July 16 – The Obama administration must quickly adopt a range of transformative policies to avoid an energy crisis in the Caribbean and Central America, given the possibility that Venezuela’s financial support for energy imports to the region could erode quickly, according to the Atlantic Council’s Adrienne Arsht Latin America Center’s new report titled Uncertain Energy: The Caribbean’s Gamble with Venezuela. While a long-term plan toward renewables is a laudable goal, the first step is to embrace a conversion of the region’s dependence on costly high-carbon fuels to natural gas, allowing the Caribbean region to alleviate its dependence on Venezuelan crude oil and petroleum products. The United States should consider declaring the export of natural gas and crude oil to the Caribbean in the national interest to accelerate commercial attention to the region.

pdfRead the Report (PDF)

The Council’s nonresident senior energy fellow David L. Goldwyn and his associate, Cory R. Gill, authored this comprehensive analysis of Venezuela’s Petrocaribe program, which argues that a perfect storm of Venezuela’s slowing oil production, the Caribbean’s rising debt to Caracas, and the structural straightjacket of high electricity costs could result in serious political and economic consequences for the Caribbean region. The Petrocaribe program delivers crude oil to most Caribbean states in exchange for preferential credit terms, which frees up money for spending or investment, but also results in substantial debt for the receiving nations. Venezuela has successfully leveraged Petrocaribe to exert political influence throughout the region for the past nine years.
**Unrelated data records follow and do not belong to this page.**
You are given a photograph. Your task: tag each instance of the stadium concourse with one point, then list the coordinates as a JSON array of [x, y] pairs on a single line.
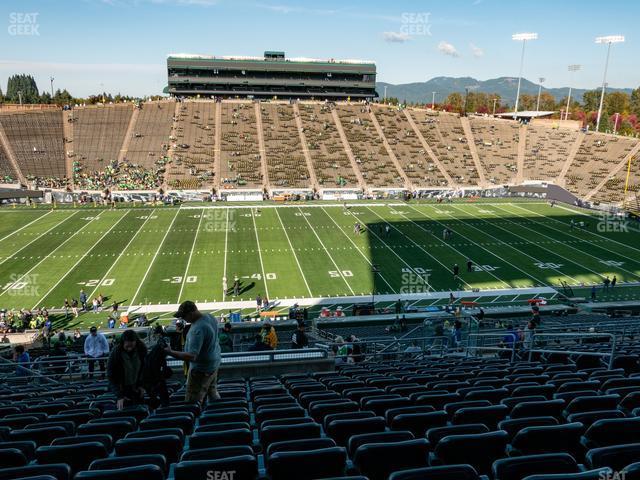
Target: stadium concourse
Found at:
[[499, 271]]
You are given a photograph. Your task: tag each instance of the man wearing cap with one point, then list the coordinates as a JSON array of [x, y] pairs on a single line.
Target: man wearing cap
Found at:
[[202, 351], [96, 347]]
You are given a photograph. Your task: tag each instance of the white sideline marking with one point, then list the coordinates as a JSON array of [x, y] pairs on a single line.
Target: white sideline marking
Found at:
[[481, 246], [576, 248], [37, 237], [186, 272], [451, 246], [418, 275], [328, 254], [49, 255], [264, 277], [294, 253], [135, 295], [554, 241], [514, 248], [447, 269], [121, 254], [224, 270], [40, 217], [360, 251], [578, 212], [79, 260], [435, 296]]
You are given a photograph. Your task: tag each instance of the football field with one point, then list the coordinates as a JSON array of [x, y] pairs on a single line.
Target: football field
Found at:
[[158, 255]]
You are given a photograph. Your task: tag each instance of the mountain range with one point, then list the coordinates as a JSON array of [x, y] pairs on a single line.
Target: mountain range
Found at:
[[421, 92]]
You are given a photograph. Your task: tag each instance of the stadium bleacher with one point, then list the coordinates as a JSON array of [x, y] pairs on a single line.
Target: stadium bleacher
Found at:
[[200, 144], [416, 418]]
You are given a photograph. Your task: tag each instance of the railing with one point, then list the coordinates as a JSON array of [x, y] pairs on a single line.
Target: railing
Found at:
[[477, 342], [579, 336]]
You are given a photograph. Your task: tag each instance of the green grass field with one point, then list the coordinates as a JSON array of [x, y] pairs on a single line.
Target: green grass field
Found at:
[[155, 256]]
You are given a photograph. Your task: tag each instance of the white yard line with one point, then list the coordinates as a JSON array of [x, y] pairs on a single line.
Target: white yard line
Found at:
[[418, 275], [39, 236], [578, 212], [121, 254], [264, 277], [323, 301], [62, 277], [571, 246], [294, 253], [448, 269], [482, 247], [541, 246], [50, 253], [512, 247], [186, 272], [328, 254], [359, 250], [448, 245], [40, 217], [146, 273], [224, 269]]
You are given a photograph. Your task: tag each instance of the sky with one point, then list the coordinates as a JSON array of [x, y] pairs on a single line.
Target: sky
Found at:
[[120, 46]]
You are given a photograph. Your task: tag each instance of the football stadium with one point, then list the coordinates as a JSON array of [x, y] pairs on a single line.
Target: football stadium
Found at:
[[280, 267]]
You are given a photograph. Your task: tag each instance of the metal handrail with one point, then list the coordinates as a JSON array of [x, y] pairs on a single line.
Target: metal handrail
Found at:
[[476, 347], [611, 354]]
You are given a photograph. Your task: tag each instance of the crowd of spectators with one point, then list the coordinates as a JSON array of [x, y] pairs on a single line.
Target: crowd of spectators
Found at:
[[120, 175]]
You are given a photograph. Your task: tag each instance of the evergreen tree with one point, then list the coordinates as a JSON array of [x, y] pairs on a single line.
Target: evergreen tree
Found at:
[[26, 85]]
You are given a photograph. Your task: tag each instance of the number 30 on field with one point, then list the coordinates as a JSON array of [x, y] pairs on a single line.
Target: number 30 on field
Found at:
[[336, 274]]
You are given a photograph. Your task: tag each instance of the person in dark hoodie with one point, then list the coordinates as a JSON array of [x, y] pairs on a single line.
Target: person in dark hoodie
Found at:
[[157, 371], [125, 369]]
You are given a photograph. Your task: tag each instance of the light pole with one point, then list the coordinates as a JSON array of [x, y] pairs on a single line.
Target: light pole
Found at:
[[523, 37], [609, 39], [542, 79], [571, 68]]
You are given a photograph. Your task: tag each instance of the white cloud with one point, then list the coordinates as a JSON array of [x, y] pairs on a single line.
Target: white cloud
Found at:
[[395, 37], [476, 51], [448, 49]]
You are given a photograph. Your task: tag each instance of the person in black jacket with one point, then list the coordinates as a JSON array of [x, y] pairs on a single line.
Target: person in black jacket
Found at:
[[299, 338], [156, 371], [124, 369]]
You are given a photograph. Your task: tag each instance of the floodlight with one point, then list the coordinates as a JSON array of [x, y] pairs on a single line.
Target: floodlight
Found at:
[[524, 36], [610, 39]]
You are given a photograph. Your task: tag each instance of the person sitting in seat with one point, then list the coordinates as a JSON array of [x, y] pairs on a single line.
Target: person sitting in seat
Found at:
[[124, 369]]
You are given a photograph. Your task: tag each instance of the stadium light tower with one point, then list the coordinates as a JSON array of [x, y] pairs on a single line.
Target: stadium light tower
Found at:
[[571, 68], [542, 79], [609, 39], [521, 37]]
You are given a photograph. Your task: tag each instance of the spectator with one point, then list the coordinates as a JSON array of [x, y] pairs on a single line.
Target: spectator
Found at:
[[299, 338], [202, 351], [413, 348], [226, 339], [456, 333], [96, 348], [124, 370], [258, 345], [269, 336], [22, 360], [156, 371]]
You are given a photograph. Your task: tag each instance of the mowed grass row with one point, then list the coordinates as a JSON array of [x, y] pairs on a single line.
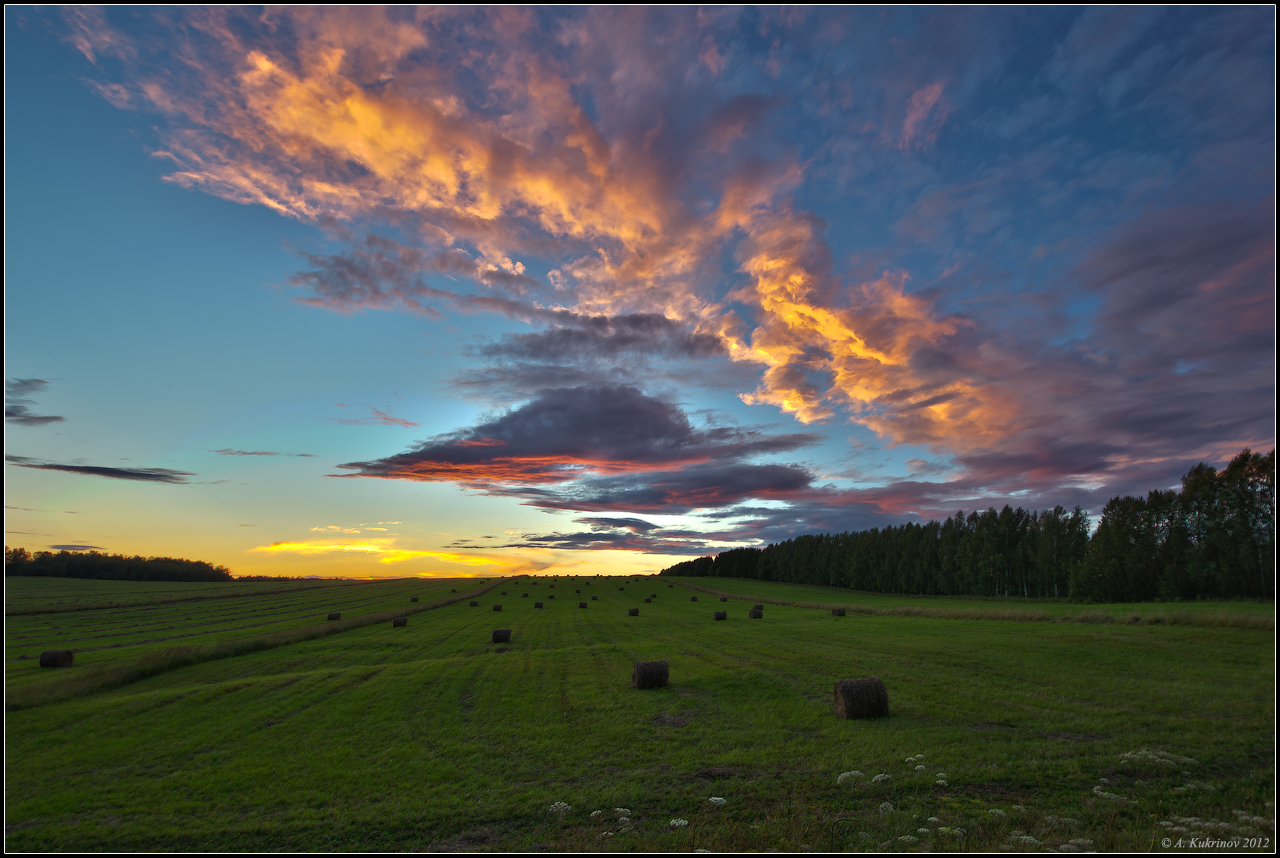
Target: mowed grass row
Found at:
[[118, 638], [432, 736], [1243, 614], [56, 594]]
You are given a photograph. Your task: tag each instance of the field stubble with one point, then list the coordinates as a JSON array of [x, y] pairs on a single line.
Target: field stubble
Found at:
[[1065, 736]]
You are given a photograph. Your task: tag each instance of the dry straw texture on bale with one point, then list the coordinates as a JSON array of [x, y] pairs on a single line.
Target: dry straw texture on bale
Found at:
[[649, 674], [56, 658], [862, 698]]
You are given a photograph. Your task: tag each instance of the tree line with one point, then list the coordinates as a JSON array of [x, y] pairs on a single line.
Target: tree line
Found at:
[[1211, 539], [118, 567]]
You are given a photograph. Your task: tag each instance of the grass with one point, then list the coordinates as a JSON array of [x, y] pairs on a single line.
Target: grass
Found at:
[[430, 736]]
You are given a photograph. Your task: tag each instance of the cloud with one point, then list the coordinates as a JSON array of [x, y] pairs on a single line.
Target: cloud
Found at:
[[16, 392], [141, 474], [567, 433]]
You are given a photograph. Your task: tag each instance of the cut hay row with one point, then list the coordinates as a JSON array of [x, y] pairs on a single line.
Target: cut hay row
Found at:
[[1015, 615], [109, 678]]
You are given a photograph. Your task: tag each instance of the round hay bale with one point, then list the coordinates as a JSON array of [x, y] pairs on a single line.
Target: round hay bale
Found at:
[[862, 698], [56, 658], [649, 674]]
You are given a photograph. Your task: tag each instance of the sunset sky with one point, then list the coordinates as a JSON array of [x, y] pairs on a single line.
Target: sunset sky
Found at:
[[478, 291]]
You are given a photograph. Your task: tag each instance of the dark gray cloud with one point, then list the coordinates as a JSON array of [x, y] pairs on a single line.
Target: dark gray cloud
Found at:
[[566, 433], [141, 474], [16, 401]]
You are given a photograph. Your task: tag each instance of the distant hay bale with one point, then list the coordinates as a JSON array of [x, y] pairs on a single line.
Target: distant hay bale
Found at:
[[862, 698], [56, 658], [649, 674]]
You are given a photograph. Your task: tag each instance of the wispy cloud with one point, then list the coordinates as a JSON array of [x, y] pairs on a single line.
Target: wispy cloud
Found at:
[[17, 392]]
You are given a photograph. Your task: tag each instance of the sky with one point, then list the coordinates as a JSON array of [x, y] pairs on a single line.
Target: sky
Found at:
[[483, 291]]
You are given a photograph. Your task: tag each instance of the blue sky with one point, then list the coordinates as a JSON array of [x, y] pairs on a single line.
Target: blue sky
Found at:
[[439, 292]]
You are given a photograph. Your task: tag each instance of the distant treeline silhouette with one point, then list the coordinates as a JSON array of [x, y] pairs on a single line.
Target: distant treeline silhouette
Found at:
[[1211, 539], [91, 564]]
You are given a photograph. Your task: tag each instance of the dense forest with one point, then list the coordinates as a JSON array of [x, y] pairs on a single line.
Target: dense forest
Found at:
[[91, 564], [1211, 539]]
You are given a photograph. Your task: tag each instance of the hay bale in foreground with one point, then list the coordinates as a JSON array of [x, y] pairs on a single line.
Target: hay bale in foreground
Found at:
[[649, 674], [862, 698], [56, 658]]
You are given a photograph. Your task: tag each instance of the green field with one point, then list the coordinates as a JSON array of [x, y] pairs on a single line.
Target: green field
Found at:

“Petrocaribe is slowly drying out,” said Peter Schechter, director of the Adrienne Arsht Latin America Center. “Anybody who has traveled to any of the receiving countries in the past year has heard the concerns about the future of Petrocaribe from government and business. Everybody is seeing a consistent decline in Venezuela’s oil production. Every day, these nations receive stricter credit terms, and this has serious implications for the region,” he said. “This is a policy opportunity for the United States to step up and be a helpful partner,” said Schechter.

“Vice President Biden’s announcement of a new Caribbean energy initiative in the Dominican Republic just a few weeks ago indicates that the Obama administration understands the need to secure affordable energy in the region, but the plan needs a more robust strategy,” said Jason Marczak, deputy director of the Adrienne Arsht Latin America Center. “Given the immediate risk of a Petrocaribe slowdown, our report finds that the administration should broaden its focus beyond renewables and promote natural gas to meet the region’s short- and medium-term energy needs,” he said.

“The United States has become the dominant supplier of petroleum products to the Caribbean, amid an incredible domestic shale oil boom,” said David Goldwyn. “Now is the time for the administration to help the region transition from high carbon fuels to natural gas, by creating a fiscal safety net if Venezuelan support dries up, organizing financing mechanisms for small-scale gas liquefaction and power plant conversion, and by considering accelerating this transition with declaring the export of liquefied natural gas and crude oil, to be in our national interest,” he said.

“A national interest declaration would provide a cost competitive, reliable and proximate source of alternate energy supply. These steps will facilitate private-sector efforts to market US supply to these nations, offering them a credible, viable alternative supply source, as well as a means to insure themselves against the shock of a Petrocaribe cut-off,” said Goldwyn.

“The United States and international financial institutions such as the World Bank and the Inter-American Development Bank have a responsibility to avoid a crisis,” said Schechter. Marczak agreed, “US leadership on this issue could enhance the region’s development and reduce its debt, foster cleaner energy sources, reduce its electricity costs, help US exports, mitigate the risk of an out-of-control migration event, and wean the Caribbean from Venezuela’s political influence.”